### Regularization in Machine Learning:
- It is a technique in machine learning used to prevent overfitting by adding a penalty to the model's loss function, encouraging simpler and more generalizable models.
- Prevents overfitting - Adds constraints to the model to reduce the risk of memorizing noise in the training data.
- Improves generalization - Encourages simpler models that perform better on new, unseen data.
  - High variance - Overfitting
  - High Bias - Underfitting
  - Low Bias & Low variance - Good Balance. 

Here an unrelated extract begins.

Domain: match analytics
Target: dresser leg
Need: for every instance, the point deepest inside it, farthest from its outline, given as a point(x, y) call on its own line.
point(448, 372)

### Types of regularization:
#### 1. LASSO Regularization (or) L1:
- LASSO Stands for Least Absolute Shrikage and selection Operator.
- It adds the absolute value of magnitude of the coefficient as a penalty term to the loss function(L).
- This penalty can shrink some coefficients to zero which helps in selecting only the important features and ignoring the less ones.
- Formula, cost = 1/n Σ(y(i) - y^(i))² + α Σ|w(i)|
  - where,
  - m - No of Features
  - n - No of datapoints
  - y(i) - Actual Target Value
  - y^(i) - Predicted Target Value
 


#### Implementation in Python:
- lasso = Lasso(alpha=0.1) - Creates a Lasso regression model with regularization strength alpha set to 0.1.
- X, y = make_regression(n_samples=100, n_features=5, noise=0.1, random_state=42) - Generates regression dataset with 100 samples, 5 features and some noise.
- X_train, X_test, y_train, y_test = train_test_split(X, y, test_size=0.2, random_state=42) - Splits the data into 80% training and 20% testing sets.

In [2]:
from sklearn.datasets import make_regression
from sklearn.model_selection import train_test_split
from sklearn.linear_model import Lasso
from sklearn.metrics import mean_squared_error

X, y = make_regression(n_samples=100, n_features=5, noise=0.1, random_state=42)
X_train, X_test, y_train, y_test = train_test_split(X, y, test_size=0.2, random_state=42)

lasso = Lasso(alpha=0.1)
lasso.fit(X_train, y_train)

y_pred = lasso.predict(X_test)
mse = mean_squared_error(y_test, y_pred)
print(f"MSE:{mse}")
print("Coefficients:", lasso.coef_)

MSE:0.06362439921332955
Coefficients: [60.50305581 98.52475354 64.3929265  56.96061238 35.52928502]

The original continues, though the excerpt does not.